Quantifying the Problem
Past studies of the postmortem interval show a lack of substantial data.
Investigators often use human substitutes such as pigs or mice. Previous studies have demonstrated that animal models are only of limited use as a proxy for human decomposition.
In the studies that used humans as the study subjects, the sample sizes range from 3-462 individuals. The study with N=462 examined vitreous humor, which is only useful for PMI determinations in a relatively short period around the time of death. The next largest sample size in a review of recent studies examined was 140 individuals. This study examined retrospective case studies from indoor settings. The median sample size among these human studies is 52 and the mean is 86 individuals.

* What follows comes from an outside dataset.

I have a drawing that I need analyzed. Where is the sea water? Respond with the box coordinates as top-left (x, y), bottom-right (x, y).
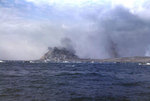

Given the large number of variables known to impact the rate of decomposition, these sample sizes are insufficient for developing accurate models to determine PMI in individual cases. You cannot make a valid conclusion without more substantial data, which is why geoFOR has been created. This application allows you to help fill this critical gap and gather data from vast regions to improve our known samples to develop more reliable methods to determining time since death.
As noted above, information should come from vast areas across the world. This is due to the difference in the environment in each place. These geographically circumscribed areas have a limited range of environment factors that characterize the variables known to impact the rate of decomposition.
The Scientific Working Group for Anthropology (SWGANTH) recognized the key factors of temperature and humidity, burial substrate, burial depth, oxygen content, soil type, soil texture, soil moisture content, soil chemistry, sun exposure, rainfall, insect and scavenger activity, among others. These factors are descriptive of the highly variable conditions that exist in an outdoor context, necessitating multivariate models for estimating PMI that can be applicable to the diverse environmental conditions.
To date, the process of human decomposition has not been modeled over a broad range of environmental conditions across different geographic regions. With the help of geospatial technology geoFOR will be able to add levels of data to each case leading to better models for estimating PMI.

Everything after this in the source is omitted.